The geopolitical scene is being dominated by the hot war that erupted between Georgia and Russia last week, which has delivered victories to the Great Bear so on many levels.

In just a few days of intense combat, the Russian government has shown sinister virtuosity in simultaneously: stoking long-ached-for nationalist pride in Russians; crushing Georgia’s military capacity and keeping it from joining NATO; putting a higher risk premium on non-Russian pipelines in the Caucasus; deeply intimidating Russia’s other West-leaning, ex-Soviet-block neighbours; revealing America’s tired political will; and exposing the moral bankruptcy of liberal institutions like the European Union, whose members value energy imports from Russia over the hard-won new freedoms of its smaller neighbours.

Plus, with exquisite theatricality, Russian Prime Minister Vladimir Putin’s “Joker-like” timing in launching the devastating assault on Georgia at the exact moment world leaders gathered for the rice-and-circuses of the Beijing Olympics has shown for all who care to see the relative merits of “hard” and “soft” power.

Gold responded to the war in the Caucasus with its vaunted “safe-haven” behaviour.

It jumped about US$50 per oz. on news that the Russian military was pouring into Georgia’s South Ossetia region and bombing military installations throughout Georgia, and then gave back those gains a few days later as the situation stabilized with Russia consolidating its territorial and political gains.

BP has shut down its 90,000-barrel-a-day oil pipeline running from Baku on the Caspian Sea to Supsa on Georgia’s Black Sea coast, describing the move as “precautionary.”

The larger BP-operated pipeline stretching from near Baku to Tiblisi to Ceyhan on Turkey’s Mediterranean coast near Syria was already out of commission after an attack on its Turkish section by the Kurdistan Workers’ Party (PKK) just three days before the Russian assault on Georgia.

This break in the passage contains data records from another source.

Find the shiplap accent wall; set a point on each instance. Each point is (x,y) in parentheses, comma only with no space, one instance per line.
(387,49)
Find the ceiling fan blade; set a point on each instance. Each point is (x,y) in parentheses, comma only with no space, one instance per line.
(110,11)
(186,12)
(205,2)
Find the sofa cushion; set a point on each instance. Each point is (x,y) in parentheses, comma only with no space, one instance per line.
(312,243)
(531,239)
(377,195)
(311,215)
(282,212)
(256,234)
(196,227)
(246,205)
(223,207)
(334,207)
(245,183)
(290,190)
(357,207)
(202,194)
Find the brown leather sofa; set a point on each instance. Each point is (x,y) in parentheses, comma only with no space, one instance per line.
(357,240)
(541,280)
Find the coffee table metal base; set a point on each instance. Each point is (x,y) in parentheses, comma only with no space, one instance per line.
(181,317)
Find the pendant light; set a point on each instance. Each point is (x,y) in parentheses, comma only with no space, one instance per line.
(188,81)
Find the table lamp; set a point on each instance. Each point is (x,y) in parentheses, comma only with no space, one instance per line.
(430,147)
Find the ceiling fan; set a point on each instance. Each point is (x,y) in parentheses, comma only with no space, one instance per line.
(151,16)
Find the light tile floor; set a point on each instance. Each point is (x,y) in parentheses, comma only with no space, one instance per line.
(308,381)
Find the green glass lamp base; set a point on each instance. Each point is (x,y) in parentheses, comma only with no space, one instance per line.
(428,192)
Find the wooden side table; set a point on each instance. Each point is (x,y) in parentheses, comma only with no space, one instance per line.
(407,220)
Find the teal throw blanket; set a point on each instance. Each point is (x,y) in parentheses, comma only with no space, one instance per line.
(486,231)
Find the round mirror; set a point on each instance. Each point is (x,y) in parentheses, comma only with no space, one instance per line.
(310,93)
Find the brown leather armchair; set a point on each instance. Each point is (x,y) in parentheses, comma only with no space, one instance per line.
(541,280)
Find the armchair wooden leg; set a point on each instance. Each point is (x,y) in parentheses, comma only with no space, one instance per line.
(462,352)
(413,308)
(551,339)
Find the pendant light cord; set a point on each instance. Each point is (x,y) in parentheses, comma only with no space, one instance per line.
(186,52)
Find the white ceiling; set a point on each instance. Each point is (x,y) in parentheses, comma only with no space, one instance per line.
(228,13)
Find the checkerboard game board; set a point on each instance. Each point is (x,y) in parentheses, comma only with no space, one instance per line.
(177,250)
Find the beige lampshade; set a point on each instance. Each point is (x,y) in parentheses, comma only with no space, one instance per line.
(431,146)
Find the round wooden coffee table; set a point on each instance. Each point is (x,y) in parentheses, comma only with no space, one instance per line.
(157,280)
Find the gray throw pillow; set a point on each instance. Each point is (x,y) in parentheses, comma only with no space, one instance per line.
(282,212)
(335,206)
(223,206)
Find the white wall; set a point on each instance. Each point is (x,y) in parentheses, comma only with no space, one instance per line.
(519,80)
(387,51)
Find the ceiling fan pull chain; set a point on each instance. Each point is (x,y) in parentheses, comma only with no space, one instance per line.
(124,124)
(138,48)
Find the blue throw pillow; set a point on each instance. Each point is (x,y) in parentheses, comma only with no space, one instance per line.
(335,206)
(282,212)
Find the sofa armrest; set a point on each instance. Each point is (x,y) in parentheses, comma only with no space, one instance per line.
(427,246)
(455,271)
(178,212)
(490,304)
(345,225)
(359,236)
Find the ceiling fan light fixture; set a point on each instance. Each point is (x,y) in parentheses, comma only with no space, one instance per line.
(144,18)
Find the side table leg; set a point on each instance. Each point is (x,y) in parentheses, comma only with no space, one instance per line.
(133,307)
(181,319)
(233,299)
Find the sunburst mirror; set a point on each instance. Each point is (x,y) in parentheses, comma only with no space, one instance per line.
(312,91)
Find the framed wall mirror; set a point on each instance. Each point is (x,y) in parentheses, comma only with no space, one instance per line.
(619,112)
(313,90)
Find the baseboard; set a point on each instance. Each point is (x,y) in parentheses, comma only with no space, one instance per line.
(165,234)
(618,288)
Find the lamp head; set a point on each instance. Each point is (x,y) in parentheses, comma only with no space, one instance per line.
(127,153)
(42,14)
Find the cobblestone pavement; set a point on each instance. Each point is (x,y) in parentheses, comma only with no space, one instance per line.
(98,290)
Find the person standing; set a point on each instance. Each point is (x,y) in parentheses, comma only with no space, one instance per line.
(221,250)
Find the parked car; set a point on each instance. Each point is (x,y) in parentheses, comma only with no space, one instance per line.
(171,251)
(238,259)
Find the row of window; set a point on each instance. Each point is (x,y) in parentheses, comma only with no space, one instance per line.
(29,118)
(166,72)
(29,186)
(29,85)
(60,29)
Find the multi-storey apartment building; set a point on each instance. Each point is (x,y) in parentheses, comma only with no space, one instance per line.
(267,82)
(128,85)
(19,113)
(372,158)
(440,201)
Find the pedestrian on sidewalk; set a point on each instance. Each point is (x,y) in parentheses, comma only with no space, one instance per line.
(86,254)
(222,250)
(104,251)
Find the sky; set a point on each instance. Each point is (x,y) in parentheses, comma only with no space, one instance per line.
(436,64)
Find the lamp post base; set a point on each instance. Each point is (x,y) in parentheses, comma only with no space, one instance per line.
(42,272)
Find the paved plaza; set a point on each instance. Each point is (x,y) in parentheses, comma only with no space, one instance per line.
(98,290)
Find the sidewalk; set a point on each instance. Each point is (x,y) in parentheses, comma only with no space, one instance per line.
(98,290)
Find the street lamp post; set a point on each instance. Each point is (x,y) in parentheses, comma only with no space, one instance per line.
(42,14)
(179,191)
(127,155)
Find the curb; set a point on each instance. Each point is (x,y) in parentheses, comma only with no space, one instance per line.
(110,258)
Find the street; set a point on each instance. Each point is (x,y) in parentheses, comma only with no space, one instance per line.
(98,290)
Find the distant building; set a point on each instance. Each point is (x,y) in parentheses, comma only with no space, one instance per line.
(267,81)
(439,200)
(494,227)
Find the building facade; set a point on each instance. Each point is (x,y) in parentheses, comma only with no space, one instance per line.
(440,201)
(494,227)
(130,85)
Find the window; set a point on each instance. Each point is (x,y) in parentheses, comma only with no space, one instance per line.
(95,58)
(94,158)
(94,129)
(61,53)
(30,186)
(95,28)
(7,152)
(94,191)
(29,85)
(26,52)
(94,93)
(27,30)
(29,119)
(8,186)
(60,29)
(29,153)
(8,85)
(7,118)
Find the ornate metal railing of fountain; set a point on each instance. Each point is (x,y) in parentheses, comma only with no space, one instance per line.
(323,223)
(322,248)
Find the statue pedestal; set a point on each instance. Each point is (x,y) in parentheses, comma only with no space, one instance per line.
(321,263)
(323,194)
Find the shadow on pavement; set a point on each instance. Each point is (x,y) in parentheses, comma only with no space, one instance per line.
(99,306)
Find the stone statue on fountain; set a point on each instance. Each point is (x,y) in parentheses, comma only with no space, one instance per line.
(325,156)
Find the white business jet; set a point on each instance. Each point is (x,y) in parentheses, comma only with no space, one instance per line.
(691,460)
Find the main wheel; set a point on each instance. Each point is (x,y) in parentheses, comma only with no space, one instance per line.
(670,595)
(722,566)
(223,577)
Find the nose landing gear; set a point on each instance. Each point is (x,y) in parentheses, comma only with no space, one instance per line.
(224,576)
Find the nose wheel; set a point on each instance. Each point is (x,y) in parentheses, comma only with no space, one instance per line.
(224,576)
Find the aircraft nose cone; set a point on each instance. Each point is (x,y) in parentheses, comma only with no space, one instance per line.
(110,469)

A third BP oil-export pipeline in Georgia is still open.

To the delight of oil users, a stronger U.S. dollar combined with slumping global oil demand pushed sweet crude down sharply to three-month lows around US$113 per barrel at presstime, compared to oil’s July 11 high of US$147.27.

While China is reporting that its oil imports were down 7% in July compared to a year ago, the International Energy Agency has chopped its forecast for oil-product demand from 30 developed countries to 48.6 million barrels per day, or a deterioration of 1.3% from last year.

Base metal prices continued to slide across the board on widening expectations that the global economy will slow, especially in China after the Olympics.

(Still, China’s economy is now showing a none-too-shabby growth rate of 4+% annually.)

Short positions are growing on base metals, particularly for zinc, which has seen its spot price fall to around US75 per lb.

Noting that the leading economic indicators of the OECD countries “currently point to rapid cooling,” Canada’s National Bank says that “the world is headed for a significant, synchronized global slowdown, the first in seven years.”

It adds that not only is global growth slowing, but inflation has become a “major worry for many central banks, especially in emerging countries.”

On the other hand, National Bank reckons that much of this bad news has already been priced into the markets, and now may be a good to time to build up equity positions.

Almost overlooked was a coup in Mauritania on Aug. 6, which saw the overthrow of the civilian President Sidi Mohamed Ould Cheikh Abdallahi by a military junta led by General Mohamed Ould Abdelaziz.

Foreign resource companies in the country say the coup had little direct effect on their activities. The foreign miners there include First Quantum Minerals, Red Back Mining, ArcelorMittal, Sphere Investments, Shield Mining, Industries Qatar, Alba Mineral Resources and Rio Tinto.